Date:
Tuesday, March 12, 2019
Location:
Henry B. Gonzalez Convention Center, Room 221D
Organizer:
James Warren, National Institute of Standards and Technology
This special session will feature four leaders in the emerging discipline of autonomous materials research. Autonomous research employs artificial intelligence, robotics, and statistics to perform both experiments and simulations that optimally increase the information needed to map the performance-property-structure-processing linkages needed to design new materials.
Featured Speakers:
Stefano Curtarolo, Duke University
Presentation Title: "Data, Disorder and Materials"
About the Presentation
Critical understanding of large amounts of data exposes the unavoidability of disorder and leads to new descriptors for discovering entropic materials. The formalism, based on the energy distribution spectrum of randomized calculations, captures the accessibility of equally-sampled states near the ground state and quantifies configurational disorder capable of stabilizing high-entropy homogeneous phases. The methodology—applied to disordered refractory 5-metal carbides (promising candidates for high-hardness applications)—uncovers scientific surprises.
Benji Maruyama, Air Force Research Laboratory
Presentation Title: "Autonomous Experimentation Applied to Carbon Nanotube Synthesis"
About the Presentation
This presentation will discuss a first-of-its-kind Autonomous Research System, ARES, capable of designing, executing, and analyzing its own experiments autonomously using artificial intelligence (AI) and Machine Learning (ML). The closed loop, iterative method enables ARES to design new experiments based on prior results dynamically, after each experiment; a first for materials research. We are applying this method to understand and control the synthesis of single wall carbon nanotubes, in this case optimizing growth rate in (7) - dimensional parameter space. We use automated in situ Raman spectroscopy characterization of growth rate for CVD synthesis of carbon nanotubes as a metric for a target objective used by our AI planner. We use a random forest learning approach which models experimental results, and a genetic algorithm planner to propose new experiments expected to achieve the targeted growth rate. We expect ARES to be a disruptive advance in the near future, combining advances in robotics, AI, data sciences and operando methods to enable us to attack high dimensional research problems that were previously intractable by current research processes. We are applying the ARES method to multiple problems, including Additive Manufacturing and defect engineering in graphene. Human-robot research teams have the potential to redefine the research process and lead to a Moore’s Law for the speed of research.
Carla Gomes, Cornell University
Presentation Title: "SARA: Scientific Autonomous Reasoning Agent to Accelerate Materials Discovery"
About the Presentation
Artificial Intelligence (AI) is a rapidly advancing field. Novel machine learning methods combined with reasoning and search techniques have led us to reach new milestones, from self-driving cars to computer vision, machine translation, and Go and Chess world-champion level play using pure self-training strategies. These ever-expanding AI capabilities open up exciting new avenues for automating scientific discovery. This presentation will discuss work on using AI for accelerating and automating materials discovery. In particular, it will focus on high-throughput structure determination for combinatorial materials discovery and the phase map diagram problem for composition libraries. I will also describe SARA (Scientific Autonomous Reasoning Agent), a multi-Agent system to accelerate materials discovery integrating in a synergistic and complementary way, first principles quantum physics, experimental materials synthesis, processing, and characterization, and AI based algorithms for reasoning and scientific discovery, including the representation, planning, optimization, and learning of materials knowledge.

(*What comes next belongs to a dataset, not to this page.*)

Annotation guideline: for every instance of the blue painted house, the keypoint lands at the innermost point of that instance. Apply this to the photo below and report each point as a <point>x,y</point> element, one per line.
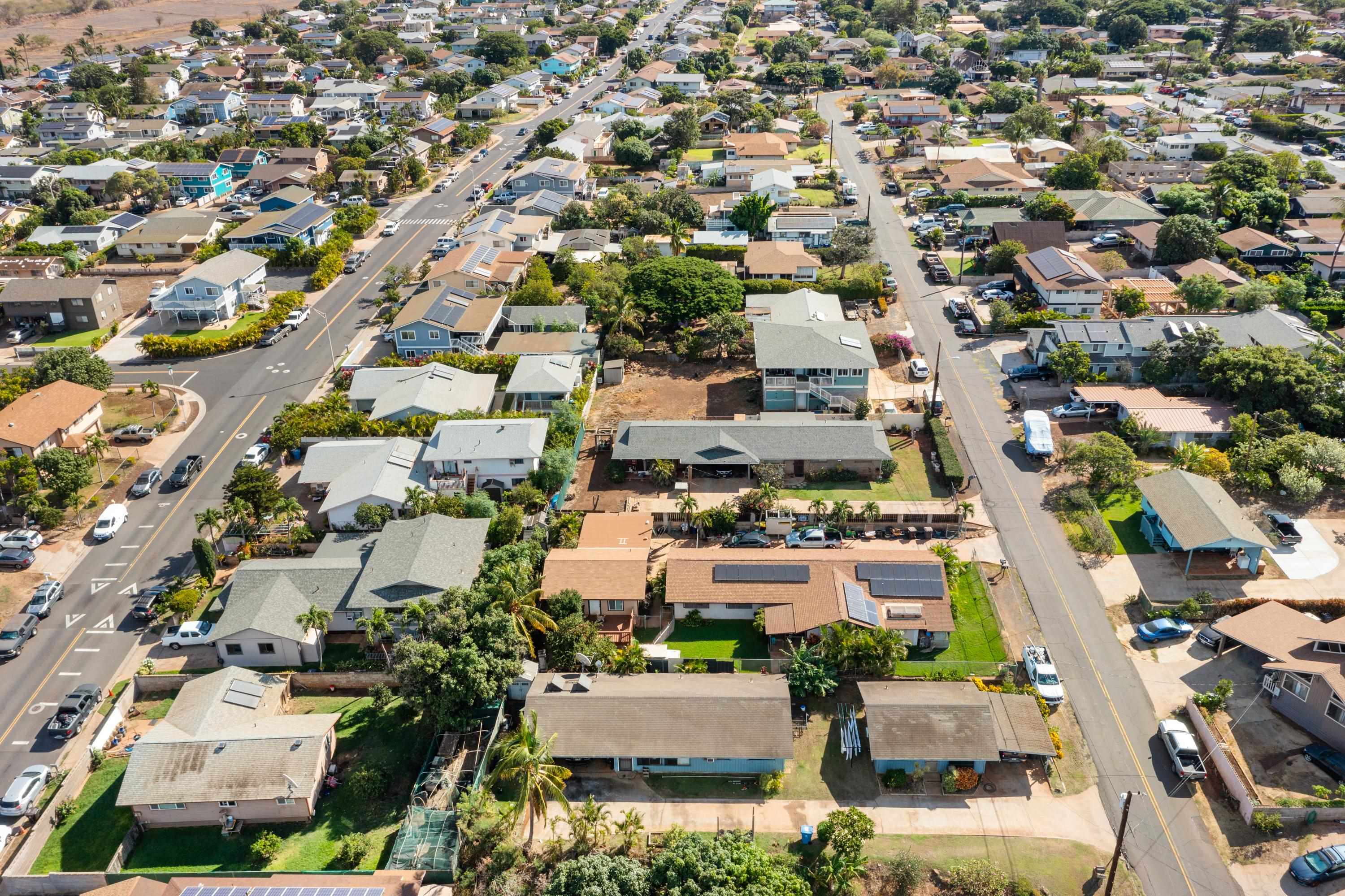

Jason Hattrick-Simpers, National Institute of Standards and Technology
Presentation Title: "Towards Autonomous Materials Research Systems"
About the Presentation
In the past five years, there has been an acceleration in the use of artificial intelligence (AI) in materials science. AI now pervades the entire materials science workflow from new hypothesis generation through knowledge extraction. In fact, when combined with automated synthesis and characterization robots and the state-of-the-art data infrastructure tools, AI closed-loop autonomous materials research systems become tangible possibilities. Such systems would use existing materials data to build AI derived testable hypotheses, identify appropriate materials to test these hypotheses, synthesize and characterize them, perform automated knowledge extraction and then begin the cycle anew without the need for human intervention. This presentation will discuss the bleeding edge of autonomous materials research including the 2018 Materials Accelerator Platform report and the autonomous systems predating it and inspired by it. It will also discuss recent NIST efforts at building multiple autonomous measurement systems to target structure and functionality in corrosion-resistant alloys.
The session will conclude with a panel discussion.
Following the panel discussion, a one-hour session on the new National Academies report, Frontiers of Materials Research: A Decadal Study, will be held in the same room.